In April 2020, while the U.S. aircraft carrier Roosevelt was evacuating Guam, the Chinese aircraft carrier Liaoning suddenly crossed the Miyako Strait and entered the Pacific Ocean. The Chinese Communist Party’s posture for hegemony was seen by Trump and also by Japan.

The white paper counted that from April to August 2020, CCP maritime police vessels were present near the Diaoyu Islands (Senkaku Islands) for 111 consecutive days; for all of 2020, 1,161 CCP maritime police vessels were present for 333 days, again a record high. The Japanese are not unwise, and the CCP’s provocations shatter the illusion of peace and friendship between China and Japan. Japan’s Self-Defense Forces are gradually appearing in all corners of the Indo-Pacific in conjunction with the U.S. military. Japan is well aware of the dangers of military expansion, and the former Japanese militarism has caused great disasters to all countries and Japan.

After the new U.S. administration came to power, it did not change its military oppression strategy against the Chinese Communist Party, but the top echelon of the Chinese Communist Party seriously misjudged and openly sent signals to the U.S. for hegemony, and the situation in the Taiwan Strait continued to rise. Japan eventually made a fundamental change, deepening its cooperation with the U.S. across the board and gradually excluding the CCP. after the 2020 epidemic, the Japanese government took the lead in funding the withdrawal of Japanese companies from mainland China.

Now, Japan has signaled its readiness for war, and whether the samurai on the defense white paper are soon armed depends on whether the CCP wants to provoke another Sino-Japanese war. The Chinese Communist Party leaders are not unaware of the power. The Chinese Ministry of Defense has remained silent, but has taken a stand against it through the State Taiwan Office. If the Chinese Communist Party goes to war, it will face not only Japan, the United States, NATO countries’ naval Indo-Pacific cruise all have a common terminus – Japan.

During the war against Japan, the CCP faked resistance to Japan and real development; after the victory of the war, the CCP seized the northeast and obtained from the former Soviet Union a large amount of weapons and equipment left behind by the Japanese Kwantung Army, which gave it the real capital for the civil war. After the CCP seized power, Mao repeatedly thanked Japan for saving the CCP’s life and making it bigger by invading China.

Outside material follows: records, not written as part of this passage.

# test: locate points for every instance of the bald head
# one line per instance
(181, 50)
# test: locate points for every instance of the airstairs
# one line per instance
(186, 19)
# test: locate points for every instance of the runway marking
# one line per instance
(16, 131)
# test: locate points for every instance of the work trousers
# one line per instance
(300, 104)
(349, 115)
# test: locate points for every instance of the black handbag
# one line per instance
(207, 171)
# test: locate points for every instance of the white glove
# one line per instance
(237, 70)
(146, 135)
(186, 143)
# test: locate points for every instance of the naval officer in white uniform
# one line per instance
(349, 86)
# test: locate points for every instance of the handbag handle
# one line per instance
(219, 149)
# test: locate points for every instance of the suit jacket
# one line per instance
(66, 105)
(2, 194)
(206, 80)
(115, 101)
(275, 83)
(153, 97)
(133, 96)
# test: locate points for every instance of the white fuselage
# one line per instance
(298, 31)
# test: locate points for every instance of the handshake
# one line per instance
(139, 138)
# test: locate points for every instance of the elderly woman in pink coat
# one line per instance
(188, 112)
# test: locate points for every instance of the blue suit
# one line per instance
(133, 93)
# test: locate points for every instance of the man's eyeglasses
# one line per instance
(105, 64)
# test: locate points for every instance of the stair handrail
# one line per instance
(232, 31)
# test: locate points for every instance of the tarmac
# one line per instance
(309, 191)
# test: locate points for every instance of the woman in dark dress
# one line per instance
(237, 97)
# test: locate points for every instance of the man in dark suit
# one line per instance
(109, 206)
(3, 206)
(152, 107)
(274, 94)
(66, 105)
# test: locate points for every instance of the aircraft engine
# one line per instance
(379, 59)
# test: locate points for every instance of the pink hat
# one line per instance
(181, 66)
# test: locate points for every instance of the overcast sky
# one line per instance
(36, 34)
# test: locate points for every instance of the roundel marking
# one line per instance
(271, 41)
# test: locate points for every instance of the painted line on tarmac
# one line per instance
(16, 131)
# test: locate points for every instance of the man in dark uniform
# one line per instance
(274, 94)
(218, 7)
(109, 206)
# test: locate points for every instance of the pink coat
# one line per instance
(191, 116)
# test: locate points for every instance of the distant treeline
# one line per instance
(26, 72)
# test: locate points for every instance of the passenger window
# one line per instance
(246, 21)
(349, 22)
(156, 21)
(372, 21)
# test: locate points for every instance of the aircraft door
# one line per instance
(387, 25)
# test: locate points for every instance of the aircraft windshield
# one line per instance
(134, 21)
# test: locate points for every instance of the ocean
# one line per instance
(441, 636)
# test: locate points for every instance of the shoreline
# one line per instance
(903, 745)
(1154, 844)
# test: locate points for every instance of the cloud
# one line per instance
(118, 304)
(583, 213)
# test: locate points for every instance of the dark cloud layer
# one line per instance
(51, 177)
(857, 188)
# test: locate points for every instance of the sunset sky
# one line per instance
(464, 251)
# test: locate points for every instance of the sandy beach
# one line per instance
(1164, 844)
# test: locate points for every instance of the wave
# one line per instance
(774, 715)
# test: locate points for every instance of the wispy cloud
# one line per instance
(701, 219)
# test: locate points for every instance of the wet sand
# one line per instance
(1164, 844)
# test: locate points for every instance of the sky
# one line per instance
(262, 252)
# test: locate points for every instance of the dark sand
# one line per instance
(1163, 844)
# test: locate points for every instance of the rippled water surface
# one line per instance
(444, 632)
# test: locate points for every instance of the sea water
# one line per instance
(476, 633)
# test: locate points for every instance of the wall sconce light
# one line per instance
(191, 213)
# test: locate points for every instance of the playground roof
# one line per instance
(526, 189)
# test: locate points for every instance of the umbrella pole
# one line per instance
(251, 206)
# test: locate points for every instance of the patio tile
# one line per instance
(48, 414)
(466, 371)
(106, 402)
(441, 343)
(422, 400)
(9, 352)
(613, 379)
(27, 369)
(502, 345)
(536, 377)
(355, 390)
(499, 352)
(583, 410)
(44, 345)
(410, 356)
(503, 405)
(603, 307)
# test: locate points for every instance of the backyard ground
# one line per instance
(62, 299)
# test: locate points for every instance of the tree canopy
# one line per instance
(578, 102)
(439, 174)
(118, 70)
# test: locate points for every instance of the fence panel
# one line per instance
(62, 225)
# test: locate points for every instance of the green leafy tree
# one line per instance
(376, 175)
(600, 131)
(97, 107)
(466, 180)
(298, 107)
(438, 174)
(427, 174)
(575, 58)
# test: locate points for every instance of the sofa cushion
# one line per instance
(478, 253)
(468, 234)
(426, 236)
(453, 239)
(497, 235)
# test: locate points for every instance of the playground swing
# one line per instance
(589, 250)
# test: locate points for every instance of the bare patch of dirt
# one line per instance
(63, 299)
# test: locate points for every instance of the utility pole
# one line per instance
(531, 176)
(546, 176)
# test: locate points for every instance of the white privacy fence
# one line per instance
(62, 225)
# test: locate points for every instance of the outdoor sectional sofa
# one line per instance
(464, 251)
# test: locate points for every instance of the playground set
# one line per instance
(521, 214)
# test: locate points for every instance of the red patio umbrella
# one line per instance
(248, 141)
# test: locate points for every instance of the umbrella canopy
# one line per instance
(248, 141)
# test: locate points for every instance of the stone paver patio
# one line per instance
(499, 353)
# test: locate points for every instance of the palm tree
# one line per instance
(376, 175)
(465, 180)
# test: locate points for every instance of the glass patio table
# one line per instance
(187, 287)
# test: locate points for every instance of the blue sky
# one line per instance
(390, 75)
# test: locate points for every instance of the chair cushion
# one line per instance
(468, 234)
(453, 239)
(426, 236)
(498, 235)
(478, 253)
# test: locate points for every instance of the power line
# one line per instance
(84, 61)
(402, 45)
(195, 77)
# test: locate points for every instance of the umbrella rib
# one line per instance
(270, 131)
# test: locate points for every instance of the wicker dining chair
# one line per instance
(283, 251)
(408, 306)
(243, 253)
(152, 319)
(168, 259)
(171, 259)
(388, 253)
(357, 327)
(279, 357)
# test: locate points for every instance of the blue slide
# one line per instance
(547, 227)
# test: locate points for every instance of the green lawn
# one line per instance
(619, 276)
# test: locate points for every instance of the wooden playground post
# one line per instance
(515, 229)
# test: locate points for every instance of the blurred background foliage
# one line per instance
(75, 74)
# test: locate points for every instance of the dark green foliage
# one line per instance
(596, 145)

The CCP gave up war reparations in exchange for recognition by the Japanese government; subsequent CCP leaders desperately tried to acquire Japanese funds and technology, while stirring up anti-Japanese sentiment from time to time according to political needs. Now that the CCP is no longer hiding its ambition to expand, but forcing Japan to end its era of patience, a new East Asian landscape may soon emerge that the CCP can no longer control.